OSHA establishes certain employer responsibilities, including maintenance of a workplace free of recognized hazards likely to cause death or serious injury, compliance with standards promulgated by OSHA and various recordkeeping, disclosure and procedural requirements.  Various standards, including standards for notices of hazards and safety in excavation and demolition work, may apply to our operations.  We incur capital and operating expenditures and other costs in the ordinary course of business in complying with OSHA and other state and local laws and regulations, and could incur penalties and fines in the future from violations of health and safety regulations, including, in extreme cases, criminal sanctions.  We could suffer reputational harm and our customers could cancel existing contracts and not award future business to us if we were in violation of these regulations.  From time to time, we have received notice from the DOT that our motor carrier operations will be monitored and that the failure to improve our safety performance could result in suspension or revocation of vehicle registration privileges.  Our ability to service our customers could be damaged if we were not able to successfully resolve such issues, which could lead to a material adverse effect on our results of operations, cash flows and liquidity.

28

Risks Related to Financing Our Business

We have a significant amount of debt, which could adversely affect our business, financial condition and results of operations or could affect our ability to access capital markets in the future.  In addition, our debt contains restrictive covenants that may prevent us from engaging in transactions that might benefit us.

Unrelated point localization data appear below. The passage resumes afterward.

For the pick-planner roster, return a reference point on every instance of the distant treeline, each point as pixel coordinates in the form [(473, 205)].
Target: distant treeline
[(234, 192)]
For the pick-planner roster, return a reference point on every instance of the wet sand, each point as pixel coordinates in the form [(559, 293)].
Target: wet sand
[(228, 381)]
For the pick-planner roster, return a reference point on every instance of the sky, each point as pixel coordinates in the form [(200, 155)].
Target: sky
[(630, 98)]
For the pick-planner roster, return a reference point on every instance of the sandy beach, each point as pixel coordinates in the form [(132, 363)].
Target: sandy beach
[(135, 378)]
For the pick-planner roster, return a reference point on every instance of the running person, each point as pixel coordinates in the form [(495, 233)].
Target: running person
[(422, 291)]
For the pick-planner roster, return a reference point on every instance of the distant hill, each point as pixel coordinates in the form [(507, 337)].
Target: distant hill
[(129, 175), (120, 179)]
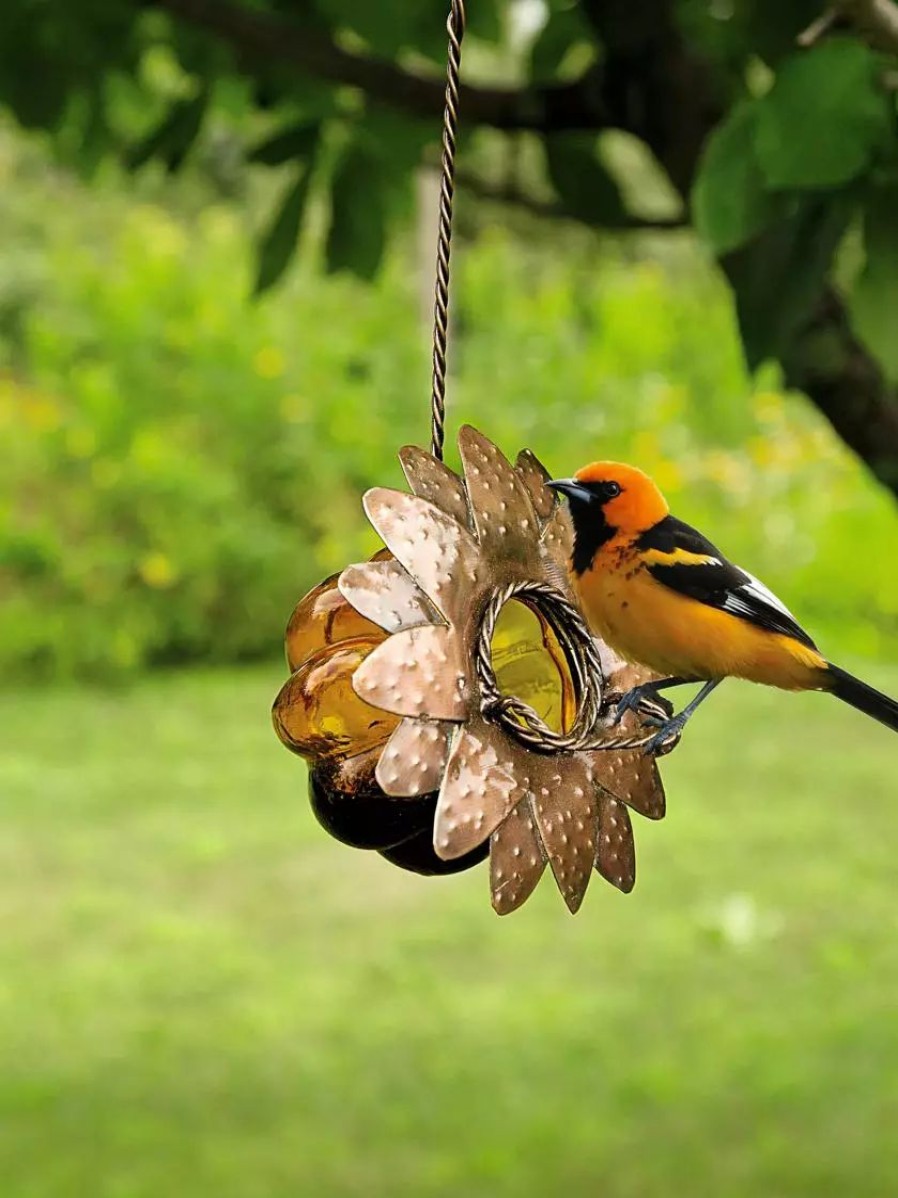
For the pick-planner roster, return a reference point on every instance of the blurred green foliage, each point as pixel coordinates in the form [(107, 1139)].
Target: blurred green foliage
[(206, 997), (180, 464)]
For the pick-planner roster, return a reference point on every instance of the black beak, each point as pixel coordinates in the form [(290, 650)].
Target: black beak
[(572, 489)]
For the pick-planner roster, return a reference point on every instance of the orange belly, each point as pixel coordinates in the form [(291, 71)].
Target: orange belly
[(650, 624)]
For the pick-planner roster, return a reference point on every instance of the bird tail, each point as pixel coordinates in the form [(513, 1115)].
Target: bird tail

Our outstanding debt and debt service requirements could have significant consequences on our future operations, including: making it more difficult for us to meet our debt-related payment and other obligations; an event of default if we fail to comply with the financial and other restrictive covenants contained in our debt agreements, which could result in all of our debt becoming immediately due and payable; reducing the availability of our cash flows to fund working capital, capital expenditures, acquisitions or strategic investments, and limiting our ability to obtain additional financing for these purposes; exposing us to interest rate risk on variable rate indebtedness, in particular, during periods of elevated interest rates; limiting our flexibility in planning for, or reacting to changes in our business, the industries in which we operate and the general economy; and placing us at a competitive disadvantage compared to our competitors that have less debt or are less leveraged.